AI Documents
| Feature Name | AI Documents |
| Feature ID | CrestApps.OrchardCore.AI.Documents |
Provides the foundation for document processing, text extraction, and Retrieval-Augmented Generation (RAG) capabilities.
Overview
This module is the foundation for all document-related functionality in the CrestApps AI suite.
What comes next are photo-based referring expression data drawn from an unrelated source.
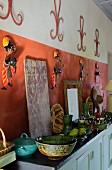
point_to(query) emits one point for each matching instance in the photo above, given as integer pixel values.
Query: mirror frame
(78, 85)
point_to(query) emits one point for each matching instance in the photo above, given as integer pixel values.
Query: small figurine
(9, 63)
(97, 72)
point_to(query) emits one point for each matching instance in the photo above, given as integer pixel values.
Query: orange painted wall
(13, 107)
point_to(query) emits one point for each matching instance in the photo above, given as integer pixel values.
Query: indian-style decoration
(82, 33)
(81, 61)
(10, 8)
(57, 115)
(97, 43)
(97, 72)
(57, 69)
(37, 96)
(9, 63)
(57, 17)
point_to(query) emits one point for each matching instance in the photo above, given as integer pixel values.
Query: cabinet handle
(91, 155)
(110, 162)
(110, 136)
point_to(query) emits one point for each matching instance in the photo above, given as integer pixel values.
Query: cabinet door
(83, 162)
(107, 151)
(106, 162)
(91, 159)
(110, 150)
It provides document upload, text extraction, embedding, and RAG (Retrieval-Augmented Generation) capabilities shared by both AI Chat Interactions and AI Profiles.
The base feature is enabled by dependency only — it activates automatically when either AI Documents for Chat Interactions or AI Documents for Profiles is enabled.
The base feature (CrestApps.OrchardCore.AI.Documents) provides the shared infrastructure used by both chat interaction and profile document features:
- Unified Document Store: A single
IAIDocumentStorefor storing and querying documents across all reference types (chat interactions, profiles) - Text Extraction: Automatic text extraction from uploaded documents via registered
IngestionDocumentReaderimplementations (fromMicrosoft.Extensions.DataIngestion) - Settings UI: Admin settings page for configuring the default document index (Settings > Artificial Intelligence)
- Document Processing Tools: AI tools for listing, reading, and searching documents
- RAG Search Tool: Semantic vector search across uploaded documents
- Strategy-Based Processing: Adds document-focused prompt-processing strategies
- Index & Migrations: Shared
AIDocumentIndexwithReferenceIdandReferenceTypecolumns for multi-purpose document storage
Sub-Features
| Feature | ID | Description |
|---|---|---|
| AI Documents for Chat Interactions | CrestApps.OrchardCore.AI.Documents.ChatInteractions | Provides document upload and Retrieval-Augmented Generation (RAG) support for AI Chat Interactions. |
| AI Documents for Profiles | CrestApps.OrchardCore.AI.Documents.Profiles | Provides document upload and Retrieval-Augmented Generation (RAG) support for AI Profiles. |
| AI Documents for Chat Sessions | CrestApps.OrchardCore.AI.Documents.ChatSessions | Provides document upload and RAG support for AI Chat Sessions and AI Chat Widgets. |
AI Documents for Chat Interactions
| Feature Name | AI Documents for Chat Interactions |
| Feature ID | CrestApps.OrchardCore.AI.Documents.ChatInteractions |
Provides document upload and Retrieval-Augmented Generation (RAG) support for AI Chat Interactions.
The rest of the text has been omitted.